Titanium Nitride (TiN) Deposition is the thin-film process that deposits TiN — a refractory, electrically conductive metal nitride — as a barrier layer, gate electrode, work function metal, or hard mask in CMOS manufacturing — serving as one of the most versatile materials in the CMOS process stack. TiN's combination of electrical conductivity (~100 µΩ·cm), hardness (2000 HV), thermal stability (stable to >900°C in silicon), and excellent diffusion barrier properties makes it indispensable in gate stacks, copper interconnects, and DRAM capacitor electrodes.
TiN Properties
| Property | Value | Relevance |
|---|---|---|
| Resistivity | 50–300 µΩ·cm | Low enough for gate electrode |
| Work function | 4.3–4.7 eV (tunable) | VT tuning in HKMG |
| Melting point | 2950°C | Stable through all CMOS steps |
| Hardness | ~2000 HV | Hard mask for etch |
| Diffusion barrier | Blocks Cu, O, Si | Barrier in Cu interconnect, gate |
| ALD compatible | Yes | Conformal deposition in tight features |
TiN Deposition Methods
1. ALD TiN (Atomic Layer Deposition)
- Precursors: TiCl₄ + NH₃ (thermal ALD) or TiCl₄ + plasma N₂/H₂ (PEALD).
- Temperature: 300–400°C (thermal); 200–350°C (plasma-enhanced).
- Conformality: >99% step coverage in high-aspect-ratio features (gate spacers, trench liners).
- Thickness control: 0.05–0.1 nm/cycle → sub-1 nm precision.
- Use: Gate work function metal, barrier liner in contacts, DRAM capacitor electrode.
2. PVD (Sputtering) TiN
- Reactive sputtering: Ti target + N₂/Ar gas → TiN film.
- Deposition rate: 50–200 nm/min (much faster than ALD).
- Step coverage: ~30–50% (limited for deep features).
- Use: Thick TiN layers, flat surfaces, hardmask applications.
3. CVD TiN
- TiCl₄ + NH₃ at 400–600°C → TiN film.
- Better conformality than PVD, faster than ALD.
- Residual Cl can cause device reliability issues → ALD preferred for gate stack.
TiN in HKMG Gate Stack
High-k (HfO₂) → TiN (thin, ~1–3 nm ALD) → other WF metals → W or Ru fill
- TiN work function: ~4.6 eV — near Si midgap → suitable for PMOS or as starting layer for NMOS VT tuning.

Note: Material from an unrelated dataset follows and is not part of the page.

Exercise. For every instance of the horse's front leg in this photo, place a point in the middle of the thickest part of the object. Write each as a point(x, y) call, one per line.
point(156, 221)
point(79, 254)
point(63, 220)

- Thickness tuning: Thinner TiN → WF shifts toward n-type (due to interface states); thicker → approaches bulk TiN WF.
- TiAlC capping TiN: Adds Al to lower WF toward 4.1 eV → NMOS LVT.
TiN as Barrier in Copper Interconnect
- Deposited by PEALD in vias and trenches before Cu seed layer.
- Blocks Cu diffusion into low-k dielectric → prevents reliability failure.
- Thickness: 1–3 nm (must be thin to preserve via volume for Cu fill).
- At narrow pitches (10nm half-pitch): TiN barrier resistance dominates total via resistance → switching to Ru or Mn barriers.
TiN as Hard Mask
- PVD TiN (30–60 nm) used as hard mask during gate etch, STI etch, and metal patterning.
- High etch selectivity to photoresist and TEOS oxide → maintains CD through long etch processes.
- Removed by hot H₂O₂ or wet strip after etch → clean removal without damaging underlying materials.
TiN in DRAM
- Used as electrode in MIM (Metal-Insulator-Metal) capacitor: TiN / ZrO₂ / TiN stack.
- ALD TiN provides smooth, pinhole-free electrode → reduces leakage through thin high-k.
- Also: TiN contact plug in DRAM bit-line contacts.
TiN is the semiconductor industry's most versatile thin film — simultaneously serving as work function metal, diffusion barrier, hard mask, and capacitor electrode across CMOS, DRAM, and NAND flash processes, its uniquely balanced combination of conductivity, hardness, stability, and ALD compatibility has made it irreplaceable in every advanced technology node for three decades.